JOURNAL ARTICLE

Dual task interference during gait in people with Parkinson disease: effects of motor versus cognitive secondary tasks

Simone O'Shea, Meg E Morris, Robert Iansek
Physical Therapy 2002, 82 (9): 888-97
12201803

BACKGROUND AND PURPOSE: Exacerbation of movement disorders while doing 2 tasks (dual task performance) is a characteristic feature of Parkinson disease (PD). The aim of this investigation was to identify whether the type of secondary task (motor or cognitive) determined the severity of dual task interference.

SUBJECTS AND METHODS: Footstep patterns for 15 people with PD and 15 comparison subjects without PD were compared when they walked: (1) at a self-selected speed, (2) while simultaneously performing a motor task (coin transference), and (3) while simultaneously performing a cognitive task (digit subtraction). Gait speed, stride length, cadence, and the percentage of the gait cycle in double-limb stance (DS) were examined with a computerized stride analyzer.

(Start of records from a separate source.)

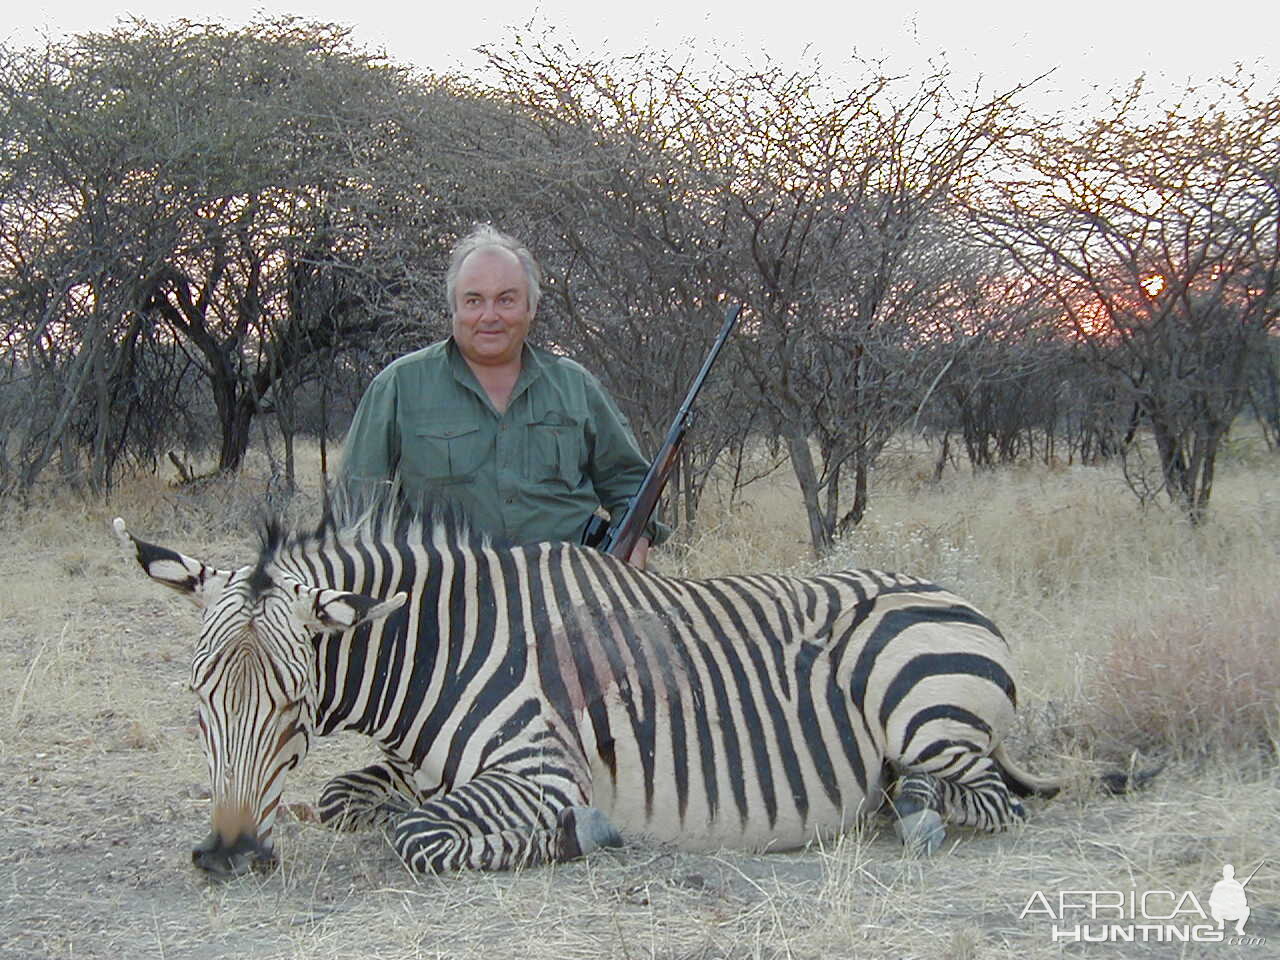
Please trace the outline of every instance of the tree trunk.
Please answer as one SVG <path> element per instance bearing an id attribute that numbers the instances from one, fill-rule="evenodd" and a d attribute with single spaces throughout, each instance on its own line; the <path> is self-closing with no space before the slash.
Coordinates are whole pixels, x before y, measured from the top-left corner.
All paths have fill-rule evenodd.
<path id="1" fill-rule="evenodd" d="M 293 390 L 286 386 L 283 378 L 277 381 L 274 395 L 276 424 L 280 427 L 280 436 L 284 443 L 284 486 L 285 491 L 292 496 L 298 489 L 297 461 L 293 446 L 294 437 L 298 432 L 298 408 L 294 403 Z"/>
<path id="2" fill-rule="evenodd" d="M 867 458 L 860 450 L 853 461 L 853 506 L 840 521 L 840 531 L 854 529 L 867 515 Z"/>
<path id="3" fill-rule="evenodd" d="M 1191 505 L 1191 522 L 1202 523 L 1209 513 L 1209 497 L 1213 494 L 1214 465 L 1218 459 L 1218 445 L 1221 440 L 1220 431 L 1212 431 L 1204 438 L 1204 448 L 1200 457 L 1200 470 L 1195 500 Z"/>
<path id="4" fill-rule="evenodd" d="M 808 437 L 796 431 L 788 432 L 787 449 L 791 452 L 791 469 L 795 471 L 796 481 L 800 484 L 800 495 L 804 498 L 804 509 L 809 518 L 809 540 L 813 544 L 814 556 L 825 556 L 831 552 L 832 537 L 831 530 L 823 520 L 822 504 L 818 496 L 818 474 L 814 470 Z"/>
<path id="5" fill-rule="evenodd" d="M 101 324 L 95 324 L 101 329 Z M 107 489 L 107 438 L 111 432 L 111 388 L 107 380 L 106 337 L 95 337 L 93 358 L 93 449 L 89 451 L 89 487 L 101 496 Z"/>
<path id="6" fill-rule="evenodd" d="M 1156 413 L 1151 413 L 1151 433 L 1160 454 L 1160 474 L 1170 501 L 1195 522 L 1194 478 L 1181 437 Z"/>
<path id="7" fill-rule="evenodd" d="M 227 385 L 228 393 L 234 394 L 234 384 Z M 234 400 L 218 405 L 218 421 L 222 427 L 222 445 L 218 450 L 218 470 L 239 470 L 244 463 L 244 455 L 249 450 L 249 430 L 253 426 L 253 415 L 257 404 L 246 391 Z"/>
<path id="8" fill-rule="evenodd" d="M 942 472 L 947 468 L 947 461 L 951 459 L 951 431 L 942 431 L 942 448 L 938 451 L 938 460 L 933 465 L 933 482 L 939 483 L 942 480 Z"/>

RESULTS: When there was no second task, the mean stride length was less in the group with PD (1.29 m) than in the comparison group (1.51 m), and the mean gait speed was less in the group with PD (71.47 m/min) than in the comparison group (87.29 m/min). The mean cadence was less in the group with PD (110.79 steps/min) than in the comparison group (115.81 steps/min). The percentage of the gait cycle in DS was greater in the group with PD (33.38%) than in the comparison group (31.21%). Both groups reduced their stride length and speed when they had to change from unitask performance to dual task performance and DS increased. For the group with PD, cadence also decreased. For both groups, the type of secondary task had a negligible effect on the performance decrement.

DISCUSSION AND CONCLUSION: Although the performance of simultaneous motor or cognitive tasks compromised gait in people with PD, the type of secondary task was not a major determinant of the severity of dual task interference.